Introduction to machine learning
Overview
Teaching: 30 min
Exercises: 10 minQuestions
What is machine learning?
Objectives
Gain an overview of what machine learning is.
Understand how machine learning and artificial intelligence differ.
Understand some common examples of machine learning being used in our daily lives
What is machine learning?
Machine learning comprises a variety of tools and methodologies designed to uncover patterns within datasets. This lesson aims to introduce a selection of these techniques, although there exist numerous others beyond the scope of this session. These techniques can be broadly categorised into two main groups: predictors and classifiers. Predictors are employed to forecast a value or a set of values based on a given set of inputs. For instance, they may predict the cost of an item considering economic conditions and the price of raw materials, or forecast a country’s GDP based on its life expectancy. On the other hand, classifiers are tasked with categorised data into distinct groups. For example, they might discern visible characters within an image of written text, or determine whether a message is spam or legitimate.
Training Data
Many machine learning systems, although not all, acquire knowledge by processing a sequence of input and output data, which they then utilize to construct a model. The mathematical underpinnings of machine learning are agnostic to the nature of the data, as long as it can be represented numerically or categorised. Examples of such applications include:
- Estimating an individual’s weight based on their height
- Predicting commute durations given prevailing traffic conditions
- Forecasting housing prices based on stock market fluctuations
- Distinguishing between spam and legitimate emails
- Identifying whether an image contains a person or not
Typically, these models require extensive training with hundreds, thousands, or even millions of examples before they achieve sufficient accuracy for practical predictions or classifications. Some systems undertake training as a one-time process, resulting in the creation of a model. Others may continuously refine their training through real-world system usage and human feedback also know as reinforcement learning. For instance, every time a user labels an email as spam or not spam, they likely contribute to further training of the spam filter’s model.
Types of output
Predictors will usually involve a continuous scale of outputs, such as the price of something. Classifiers will tell you which class (or classes) are present in the data. For example a system to recognise hand writing from an input image will need to classify the output into one of a set of potential characters.
Machine learning vs Artificial Intelligence
Artificial Intelligence encompasses systems with generalized intelligence, theoretically capable of solving a wide array of problems. However, AI is a broad term with varying interpretations. Machine learning systems, on the other hand, are typically trained to address specific problems. While they may exhibit learning behaviour, they lack the generalized intelligence to solve any problem a human could tackle. These systems often require hundreds or thousands of examples to learn and are limited to relatively straightforward classifications. In contrast, a human-like system could learn from a single example. Another definition of Artificial Intelligence traces back to the 1950s and Alan Turing’s “Imitation Game.” According to this concept, a system could be deemed intelligent if it could deceive a human into believing they were interacting with another human when in fact, they were conversing with a computer.

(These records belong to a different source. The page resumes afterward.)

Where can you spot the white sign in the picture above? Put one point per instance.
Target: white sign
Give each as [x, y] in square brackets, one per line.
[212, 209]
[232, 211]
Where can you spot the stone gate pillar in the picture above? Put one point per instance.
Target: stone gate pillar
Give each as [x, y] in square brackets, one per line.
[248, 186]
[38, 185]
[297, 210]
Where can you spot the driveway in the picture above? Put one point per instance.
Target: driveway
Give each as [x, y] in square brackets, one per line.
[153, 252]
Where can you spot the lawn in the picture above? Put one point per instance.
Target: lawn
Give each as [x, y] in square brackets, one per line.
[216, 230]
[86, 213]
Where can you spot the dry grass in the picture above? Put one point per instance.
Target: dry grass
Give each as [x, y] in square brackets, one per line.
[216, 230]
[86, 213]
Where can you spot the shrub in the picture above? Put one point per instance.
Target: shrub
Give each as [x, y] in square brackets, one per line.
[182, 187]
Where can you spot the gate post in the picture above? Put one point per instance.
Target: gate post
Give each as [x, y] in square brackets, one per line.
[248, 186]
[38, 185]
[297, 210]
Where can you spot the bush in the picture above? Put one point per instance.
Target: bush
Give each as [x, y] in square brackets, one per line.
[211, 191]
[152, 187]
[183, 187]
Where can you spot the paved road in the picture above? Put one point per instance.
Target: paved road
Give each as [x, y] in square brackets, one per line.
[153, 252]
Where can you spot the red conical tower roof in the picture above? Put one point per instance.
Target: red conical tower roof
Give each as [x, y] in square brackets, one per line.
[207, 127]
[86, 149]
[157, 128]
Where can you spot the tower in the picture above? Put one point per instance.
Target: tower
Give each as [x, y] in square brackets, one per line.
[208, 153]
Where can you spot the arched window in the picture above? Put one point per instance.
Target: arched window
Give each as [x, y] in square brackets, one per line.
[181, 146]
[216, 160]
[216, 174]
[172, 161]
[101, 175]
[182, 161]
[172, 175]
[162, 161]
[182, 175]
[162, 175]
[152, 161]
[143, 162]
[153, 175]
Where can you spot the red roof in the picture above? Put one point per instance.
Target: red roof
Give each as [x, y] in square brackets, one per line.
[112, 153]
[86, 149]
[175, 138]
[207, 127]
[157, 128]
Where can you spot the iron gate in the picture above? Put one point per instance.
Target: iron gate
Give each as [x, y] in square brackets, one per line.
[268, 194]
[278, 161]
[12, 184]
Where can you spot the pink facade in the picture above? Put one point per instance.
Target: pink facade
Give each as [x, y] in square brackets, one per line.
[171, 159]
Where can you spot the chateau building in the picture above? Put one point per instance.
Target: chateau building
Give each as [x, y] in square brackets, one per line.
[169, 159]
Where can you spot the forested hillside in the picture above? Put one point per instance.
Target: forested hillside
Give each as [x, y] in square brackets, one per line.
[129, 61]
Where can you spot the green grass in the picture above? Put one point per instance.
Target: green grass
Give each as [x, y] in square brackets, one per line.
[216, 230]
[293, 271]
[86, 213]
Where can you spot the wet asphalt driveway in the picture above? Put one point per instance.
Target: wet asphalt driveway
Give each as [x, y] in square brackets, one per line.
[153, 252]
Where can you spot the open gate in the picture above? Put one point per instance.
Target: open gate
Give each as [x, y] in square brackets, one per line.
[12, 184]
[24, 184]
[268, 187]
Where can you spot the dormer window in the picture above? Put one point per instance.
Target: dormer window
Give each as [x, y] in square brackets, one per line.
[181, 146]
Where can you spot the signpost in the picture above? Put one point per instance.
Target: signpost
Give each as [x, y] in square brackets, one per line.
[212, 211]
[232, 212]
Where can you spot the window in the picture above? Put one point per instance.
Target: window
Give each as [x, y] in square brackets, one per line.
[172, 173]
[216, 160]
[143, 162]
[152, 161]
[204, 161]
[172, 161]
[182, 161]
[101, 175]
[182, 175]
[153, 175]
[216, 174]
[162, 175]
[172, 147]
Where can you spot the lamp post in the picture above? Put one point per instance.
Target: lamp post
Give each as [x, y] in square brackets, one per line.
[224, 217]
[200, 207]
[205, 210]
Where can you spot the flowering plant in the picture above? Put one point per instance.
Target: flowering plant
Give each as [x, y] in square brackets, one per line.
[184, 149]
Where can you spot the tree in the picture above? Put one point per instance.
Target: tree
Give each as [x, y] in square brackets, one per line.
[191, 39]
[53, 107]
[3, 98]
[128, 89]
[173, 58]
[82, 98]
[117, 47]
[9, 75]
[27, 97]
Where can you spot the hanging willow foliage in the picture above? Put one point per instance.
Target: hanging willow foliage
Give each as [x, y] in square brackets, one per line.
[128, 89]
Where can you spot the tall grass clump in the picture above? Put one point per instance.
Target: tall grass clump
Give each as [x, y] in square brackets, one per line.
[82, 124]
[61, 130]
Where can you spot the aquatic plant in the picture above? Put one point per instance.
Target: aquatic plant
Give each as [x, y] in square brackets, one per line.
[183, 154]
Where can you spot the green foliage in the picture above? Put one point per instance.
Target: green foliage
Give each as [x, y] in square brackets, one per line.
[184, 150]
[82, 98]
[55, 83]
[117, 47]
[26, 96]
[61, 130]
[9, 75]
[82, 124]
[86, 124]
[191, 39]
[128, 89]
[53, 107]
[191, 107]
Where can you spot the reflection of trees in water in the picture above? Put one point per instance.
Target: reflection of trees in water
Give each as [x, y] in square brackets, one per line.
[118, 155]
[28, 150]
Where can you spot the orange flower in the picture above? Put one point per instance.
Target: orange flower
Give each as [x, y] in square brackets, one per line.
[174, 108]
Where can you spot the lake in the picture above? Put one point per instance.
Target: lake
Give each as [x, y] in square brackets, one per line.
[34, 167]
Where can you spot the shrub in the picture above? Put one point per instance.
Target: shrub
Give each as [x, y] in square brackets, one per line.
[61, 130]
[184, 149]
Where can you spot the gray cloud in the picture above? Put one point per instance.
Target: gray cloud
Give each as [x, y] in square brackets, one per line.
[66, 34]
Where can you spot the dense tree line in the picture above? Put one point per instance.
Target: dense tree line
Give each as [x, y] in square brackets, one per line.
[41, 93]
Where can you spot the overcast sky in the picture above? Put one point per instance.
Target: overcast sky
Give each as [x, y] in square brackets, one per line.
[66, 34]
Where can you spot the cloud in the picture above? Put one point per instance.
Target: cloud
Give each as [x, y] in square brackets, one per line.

Modern endeavours in this realm are approaching the point of successfully fooling humans, yet achieving a machine with full human-like intelligence remains a distant prospect.
Applications of machine learning
Machine learning in our daily lives
- Image Recognition
- Object Detection
- Character Recognition
- Insurance Premiums
- Energy usage
Example of machine learning in research
- Detecting water leaks in pipes.
- Cancer detection.
- Improving farming productivity.
Limitations of Machine Learning
Garbage In = Garbage Out
In Computer Science, there’s a well-known saying: “Garbage In = Garbage Out.” This adage highlights the principle that if the input data provided is of poor quality or irrelevant, the resulting output will likely be similarly flawed. For example, if we attempt to train a machine learning system to establish a correlation between two variables that are fundamentally unrelated, the model may still generate a semblance of a connection, but the output will lack meaningful significance. This is often apparent when the model’s output appears erratic or seemingly random.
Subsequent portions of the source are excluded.